Yeah, i thought that was kind of strange they were the same age, but i think it didn't take very long for the wife to go crazy and jump.
i just think the picture of them at an old age was just to signify the time that had passed and the young shot was how old they were in reality.
i really liked those action scenes. i thought the whole movie was very matrix like, but without any of the unnecessary explanation of how this technology exists.
that guy has never made a bad movie. everything he's done is brilliant. i might even say he's the best filmmaker in hollywood, although he does fit a certain niche.
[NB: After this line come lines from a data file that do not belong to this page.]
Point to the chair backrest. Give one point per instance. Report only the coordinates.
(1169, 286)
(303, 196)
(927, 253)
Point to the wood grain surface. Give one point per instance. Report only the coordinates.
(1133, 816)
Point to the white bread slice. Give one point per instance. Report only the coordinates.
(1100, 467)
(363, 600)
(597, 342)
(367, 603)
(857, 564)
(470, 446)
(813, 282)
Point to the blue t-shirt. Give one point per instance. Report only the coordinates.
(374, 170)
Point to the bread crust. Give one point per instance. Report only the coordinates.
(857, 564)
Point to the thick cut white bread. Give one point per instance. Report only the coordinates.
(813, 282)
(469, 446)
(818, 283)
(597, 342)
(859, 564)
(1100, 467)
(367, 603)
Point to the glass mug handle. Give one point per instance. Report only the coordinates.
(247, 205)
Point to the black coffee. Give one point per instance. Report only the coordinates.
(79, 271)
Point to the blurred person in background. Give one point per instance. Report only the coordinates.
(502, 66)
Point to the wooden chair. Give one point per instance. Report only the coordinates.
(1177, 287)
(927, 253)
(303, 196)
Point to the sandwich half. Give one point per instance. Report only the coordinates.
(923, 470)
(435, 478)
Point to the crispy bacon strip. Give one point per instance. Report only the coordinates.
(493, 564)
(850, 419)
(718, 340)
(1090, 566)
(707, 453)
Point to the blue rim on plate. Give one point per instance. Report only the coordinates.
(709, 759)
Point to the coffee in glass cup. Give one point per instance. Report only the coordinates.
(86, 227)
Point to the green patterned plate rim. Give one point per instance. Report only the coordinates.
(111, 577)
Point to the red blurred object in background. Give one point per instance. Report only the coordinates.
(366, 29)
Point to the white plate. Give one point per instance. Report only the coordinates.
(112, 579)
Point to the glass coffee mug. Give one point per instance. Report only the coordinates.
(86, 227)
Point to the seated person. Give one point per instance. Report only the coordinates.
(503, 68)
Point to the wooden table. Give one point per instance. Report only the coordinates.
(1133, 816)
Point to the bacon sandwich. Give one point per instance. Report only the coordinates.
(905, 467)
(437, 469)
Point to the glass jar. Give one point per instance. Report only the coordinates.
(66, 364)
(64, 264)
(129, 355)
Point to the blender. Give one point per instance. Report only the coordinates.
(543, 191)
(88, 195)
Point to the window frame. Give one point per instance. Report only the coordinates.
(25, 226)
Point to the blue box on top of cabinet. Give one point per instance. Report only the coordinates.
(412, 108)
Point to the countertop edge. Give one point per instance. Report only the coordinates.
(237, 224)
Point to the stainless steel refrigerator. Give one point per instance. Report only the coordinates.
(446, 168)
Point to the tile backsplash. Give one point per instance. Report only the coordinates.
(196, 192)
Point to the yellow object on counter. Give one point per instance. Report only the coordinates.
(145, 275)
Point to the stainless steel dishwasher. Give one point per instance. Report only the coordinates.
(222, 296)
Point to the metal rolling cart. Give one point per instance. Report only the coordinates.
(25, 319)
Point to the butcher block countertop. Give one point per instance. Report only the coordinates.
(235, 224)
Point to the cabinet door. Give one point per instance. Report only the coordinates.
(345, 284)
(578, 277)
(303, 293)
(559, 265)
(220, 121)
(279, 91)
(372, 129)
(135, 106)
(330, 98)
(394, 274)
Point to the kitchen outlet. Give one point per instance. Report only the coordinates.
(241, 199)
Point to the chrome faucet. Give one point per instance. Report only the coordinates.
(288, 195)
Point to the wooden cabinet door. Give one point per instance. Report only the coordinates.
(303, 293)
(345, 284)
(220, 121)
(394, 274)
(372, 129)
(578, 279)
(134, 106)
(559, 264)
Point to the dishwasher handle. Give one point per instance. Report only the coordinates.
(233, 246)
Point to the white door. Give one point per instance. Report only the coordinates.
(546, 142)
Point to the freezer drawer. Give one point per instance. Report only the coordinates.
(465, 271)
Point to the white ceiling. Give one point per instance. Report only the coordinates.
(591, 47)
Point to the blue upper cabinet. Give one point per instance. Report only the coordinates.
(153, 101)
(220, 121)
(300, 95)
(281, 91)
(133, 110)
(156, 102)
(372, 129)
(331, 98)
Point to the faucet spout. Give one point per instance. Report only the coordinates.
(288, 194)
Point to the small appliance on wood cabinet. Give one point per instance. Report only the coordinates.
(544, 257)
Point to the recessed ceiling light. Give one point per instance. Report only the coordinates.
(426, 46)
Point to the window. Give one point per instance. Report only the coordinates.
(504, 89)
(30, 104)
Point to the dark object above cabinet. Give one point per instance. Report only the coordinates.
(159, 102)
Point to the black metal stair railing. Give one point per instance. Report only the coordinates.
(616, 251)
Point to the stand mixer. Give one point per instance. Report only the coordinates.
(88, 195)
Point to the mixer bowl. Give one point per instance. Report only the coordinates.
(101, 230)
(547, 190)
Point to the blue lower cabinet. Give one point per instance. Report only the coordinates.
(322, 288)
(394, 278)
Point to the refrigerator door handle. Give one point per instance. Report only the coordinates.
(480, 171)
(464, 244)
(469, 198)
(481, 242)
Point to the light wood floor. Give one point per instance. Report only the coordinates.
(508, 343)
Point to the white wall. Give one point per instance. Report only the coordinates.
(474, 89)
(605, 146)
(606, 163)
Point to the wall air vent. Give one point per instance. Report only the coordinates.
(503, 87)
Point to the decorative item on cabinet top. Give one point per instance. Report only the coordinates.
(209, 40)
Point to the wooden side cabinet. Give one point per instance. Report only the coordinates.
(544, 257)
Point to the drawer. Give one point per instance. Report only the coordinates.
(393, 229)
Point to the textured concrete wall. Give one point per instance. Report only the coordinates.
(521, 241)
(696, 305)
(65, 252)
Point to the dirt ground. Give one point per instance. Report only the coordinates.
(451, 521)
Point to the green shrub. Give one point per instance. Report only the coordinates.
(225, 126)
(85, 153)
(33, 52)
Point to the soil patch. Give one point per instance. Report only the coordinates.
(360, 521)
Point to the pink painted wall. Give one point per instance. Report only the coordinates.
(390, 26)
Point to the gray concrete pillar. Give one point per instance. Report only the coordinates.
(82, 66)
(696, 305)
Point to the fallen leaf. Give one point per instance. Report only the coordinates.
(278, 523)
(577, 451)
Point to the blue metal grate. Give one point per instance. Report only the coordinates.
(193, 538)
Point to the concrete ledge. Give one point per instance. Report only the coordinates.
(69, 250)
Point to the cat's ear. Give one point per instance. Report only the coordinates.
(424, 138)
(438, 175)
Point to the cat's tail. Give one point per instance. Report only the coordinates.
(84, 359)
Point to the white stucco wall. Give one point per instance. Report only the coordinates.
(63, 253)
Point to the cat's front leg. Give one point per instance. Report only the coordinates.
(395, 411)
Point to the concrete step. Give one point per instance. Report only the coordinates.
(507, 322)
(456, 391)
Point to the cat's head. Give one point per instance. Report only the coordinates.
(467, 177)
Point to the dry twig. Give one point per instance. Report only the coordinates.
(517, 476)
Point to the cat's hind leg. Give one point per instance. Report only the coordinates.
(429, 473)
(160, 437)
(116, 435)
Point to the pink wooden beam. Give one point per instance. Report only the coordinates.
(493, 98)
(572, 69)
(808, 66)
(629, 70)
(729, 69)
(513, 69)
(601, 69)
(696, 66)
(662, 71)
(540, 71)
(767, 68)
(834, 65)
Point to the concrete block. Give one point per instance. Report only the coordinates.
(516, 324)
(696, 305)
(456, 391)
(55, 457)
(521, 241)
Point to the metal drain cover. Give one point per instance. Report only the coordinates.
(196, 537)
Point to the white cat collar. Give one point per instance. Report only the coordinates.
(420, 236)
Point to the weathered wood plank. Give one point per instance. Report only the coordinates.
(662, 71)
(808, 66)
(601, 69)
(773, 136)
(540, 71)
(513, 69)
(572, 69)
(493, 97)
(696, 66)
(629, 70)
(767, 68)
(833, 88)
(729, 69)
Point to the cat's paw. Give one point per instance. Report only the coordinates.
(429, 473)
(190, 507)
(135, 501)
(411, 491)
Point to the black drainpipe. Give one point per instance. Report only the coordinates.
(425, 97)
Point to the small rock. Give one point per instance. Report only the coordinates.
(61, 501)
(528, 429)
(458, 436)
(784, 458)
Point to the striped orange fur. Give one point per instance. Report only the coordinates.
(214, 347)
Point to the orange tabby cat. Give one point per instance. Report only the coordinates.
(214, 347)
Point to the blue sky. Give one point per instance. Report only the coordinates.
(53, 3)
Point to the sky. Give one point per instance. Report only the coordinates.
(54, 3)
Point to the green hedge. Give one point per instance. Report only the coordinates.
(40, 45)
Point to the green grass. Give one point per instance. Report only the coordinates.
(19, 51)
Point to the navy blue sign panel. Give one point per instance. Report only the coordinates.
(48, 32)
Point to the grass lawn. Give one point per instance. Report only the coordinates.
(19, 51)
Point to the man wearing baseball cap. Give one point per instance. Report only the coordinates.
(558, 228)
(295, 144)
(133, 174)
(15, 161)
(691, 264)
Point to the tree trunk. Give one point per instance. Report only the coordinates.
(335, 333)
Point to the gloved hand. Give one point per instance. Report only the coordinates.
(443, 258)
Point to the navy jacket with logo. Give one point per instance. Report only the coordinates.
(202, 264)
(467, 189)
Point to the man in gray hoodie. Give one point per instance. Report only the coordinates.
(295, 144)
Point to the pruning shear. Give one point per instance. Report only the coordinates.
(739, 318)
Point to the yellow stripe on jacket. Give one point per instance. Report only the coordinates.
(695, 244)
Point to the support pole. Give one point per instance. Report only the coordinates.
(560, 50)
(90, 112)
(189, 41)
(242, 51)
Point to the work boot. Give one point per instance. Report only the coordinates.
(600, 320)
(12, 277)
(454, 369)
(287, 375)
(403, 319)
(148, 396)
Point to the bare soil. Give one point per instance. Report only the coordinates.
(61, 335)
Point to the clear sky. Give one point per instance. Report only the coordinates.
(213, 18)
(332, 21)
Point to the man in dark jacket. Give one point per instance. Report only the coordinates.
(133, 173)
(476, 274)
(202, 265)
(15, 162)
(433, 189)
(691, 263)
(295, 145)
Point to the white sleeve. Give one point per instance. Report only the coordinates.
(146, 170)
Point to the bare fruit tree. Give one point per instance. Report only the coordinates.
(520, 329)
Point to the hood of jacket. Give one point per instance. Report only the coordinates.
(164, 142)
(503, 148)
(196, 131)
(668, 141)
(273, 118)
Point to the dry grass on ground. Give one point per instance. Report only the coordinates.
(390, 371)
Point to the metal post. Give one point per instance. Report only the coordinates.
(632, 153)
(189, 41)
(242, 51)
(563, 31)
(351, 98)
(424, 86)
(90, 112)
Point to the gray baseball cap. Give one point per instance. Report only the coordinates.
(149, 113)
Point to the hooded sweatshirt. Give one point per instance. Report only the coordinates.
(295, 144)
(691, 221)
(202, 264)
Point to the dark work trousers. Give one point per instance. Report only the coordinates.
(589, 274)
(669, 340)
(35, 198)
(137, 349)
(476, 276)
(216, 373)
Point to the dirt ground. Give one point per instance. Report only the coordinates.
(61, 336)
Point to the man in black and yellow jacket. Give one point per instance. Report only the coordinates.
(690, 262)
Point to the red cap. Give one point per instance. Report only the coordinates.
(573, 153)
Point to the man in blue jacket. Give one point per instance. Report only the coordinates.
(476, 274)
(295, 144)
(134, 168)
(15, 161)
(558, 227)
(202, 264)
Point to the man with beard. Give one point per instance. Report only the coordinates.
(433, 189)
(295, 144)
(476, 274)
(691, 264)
last time i felt that on edge during a movie was the dark knight.
Here it is: http://snipurl.com/zlvyu
1. I thought halfway thru the film that he might wake up to the reality she went to when she jumped, but in the end she wasn't there. So I think it tipped, but for me it didn't have to.
3. Thought HOTH, too.
5. Aging would have been a projection of themselves, so going back in age would've been same as creating/destroying that world.
Good observations on the rest.
Ever seen Memento? Same thing, have to pay attention from begin to end.
Go here http://tvtropes.org/pmwiki/pmwiki.php/Main/Incept… and scroll down to Fridge Brilliance. Drag over to reveal spoilers – notice the thing about music starting, and the spinning top being a _______ to get the audience to ________.